On Aug 19, the Court of Federal Claims released a schedule for South Kent, Wash.-based Blue Origin’s lawsuit against NASA’s lunar lander award which includes a “Voluntary Stay of Performance” by NASA until Nov. 1. NASA agreed to pause the project in exchange for resolving the lawsuit by the end of that period.
The suit is one of several efforts by Blue Origin to stop the contract from going forward.
Blue Origin filed the lawsuit on Aug. 13, less than three weeks after the Government Accountability Office denied the company's protest of NASA awarding the contract to Elon Musk-led SpaceX. Due to Blue Origin’s protest, the deal had been paused between mid-April and July 30.
The lawsuit claims that NASA's evaluation of the proposals for the project was “unlawful and improper.”
“The issues identified in this procurement and its outcomes must be addressed to restore fairness, create competition, and ensure a safe return to the Moon for America,” Blue Origin said in the lawsuit.
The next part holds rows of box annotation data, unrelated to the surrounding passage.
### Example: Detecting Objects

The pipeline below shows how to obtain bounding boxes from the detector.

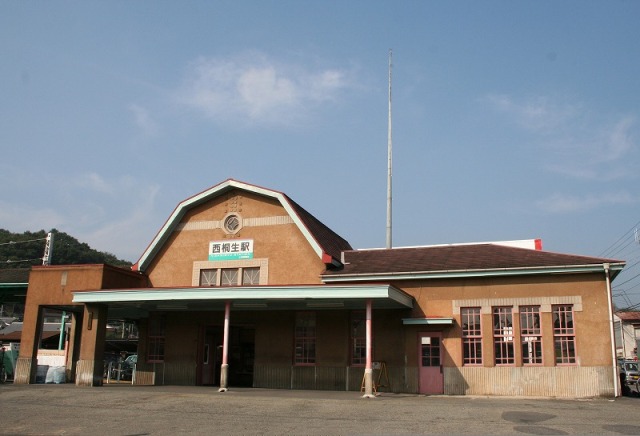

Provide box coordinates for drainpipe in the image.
[362,300,375,398]
[218,301,231,392]
[603,263,622,397]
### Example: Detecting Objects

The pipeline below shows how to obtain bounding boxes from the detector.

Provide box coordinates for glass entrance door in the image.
[418,332,444,395]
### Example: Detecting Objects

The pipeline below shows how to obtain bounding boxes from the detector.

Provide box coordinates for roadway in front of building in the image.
[0,384,640,436]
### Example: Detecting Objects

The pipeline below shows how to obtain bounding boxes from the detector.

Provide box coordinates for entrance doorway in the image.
[198,326,255,387]
[418,332,444,395]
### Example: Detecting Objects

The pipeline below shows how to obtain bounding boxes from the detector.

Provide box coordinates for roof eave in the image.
[321,263,625,283]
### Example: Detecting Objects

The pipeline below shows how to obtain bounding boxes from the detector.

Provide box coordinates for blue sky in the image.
[0,0,640,303]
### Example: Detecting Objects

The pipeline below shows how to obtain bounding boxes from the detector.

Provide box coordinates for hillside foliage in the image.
[0,229,131,269]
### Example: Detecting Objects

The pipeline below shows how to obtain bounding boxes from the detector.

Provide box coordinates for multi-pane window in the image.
[147,313,166,362]
[520,306,542,365]
[200,269,218,286]
[242,268,260,286]
[460,307,482,365]
[220,268,238,286]
[200,267,260,286]
[350,311,367,365]
[552,304,576,365]
[294,312,316,365]
[493,307,515,365]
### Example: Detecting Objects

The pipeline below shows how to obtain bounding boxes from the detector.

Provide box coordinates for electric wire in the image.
[0,238,47,245]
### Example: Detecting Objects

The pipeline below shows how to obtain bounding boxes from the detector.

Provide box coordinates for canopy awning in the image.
[73,285,413,318]
[402,317,453,325]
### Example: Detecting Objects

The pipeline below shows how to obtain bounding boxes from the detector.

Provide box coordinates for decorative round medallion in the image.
[223,213,242,234]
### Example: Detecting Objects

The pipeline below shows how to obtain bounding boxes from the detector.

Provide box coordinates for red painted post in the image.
[218,301,231,392]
Bezos also attempted to sway the bid on July 26 by offering to waive $2 billion in fees for NASA if it chose Blue Origin for the contract rather than SpaceX.
The dispute first arose when NASA was given a smaller budget for the lunar lander project than it expected. The agency scrapped its original plan to contract two companies for the lunar lander, choosing SpaceX alone for the $2.9 billion contract. The contract was awarded on April 16, and Blue Origin and Huntsville, Ala.-based defense contractor Dynetics Inc. submitted a protest on April 26.
Under the contract, SpaceX will develop a “commercial human lander” to take two astronauts to the surface of the moon, NASA said in April when it first awarded the contract to the company. The agency hopes to send its astronauts to the moon by 2024.
NASA’s contract involves one test landing without humans and another with humans. SpaceX has already received $439 million from NASA for the project, The Verge reported.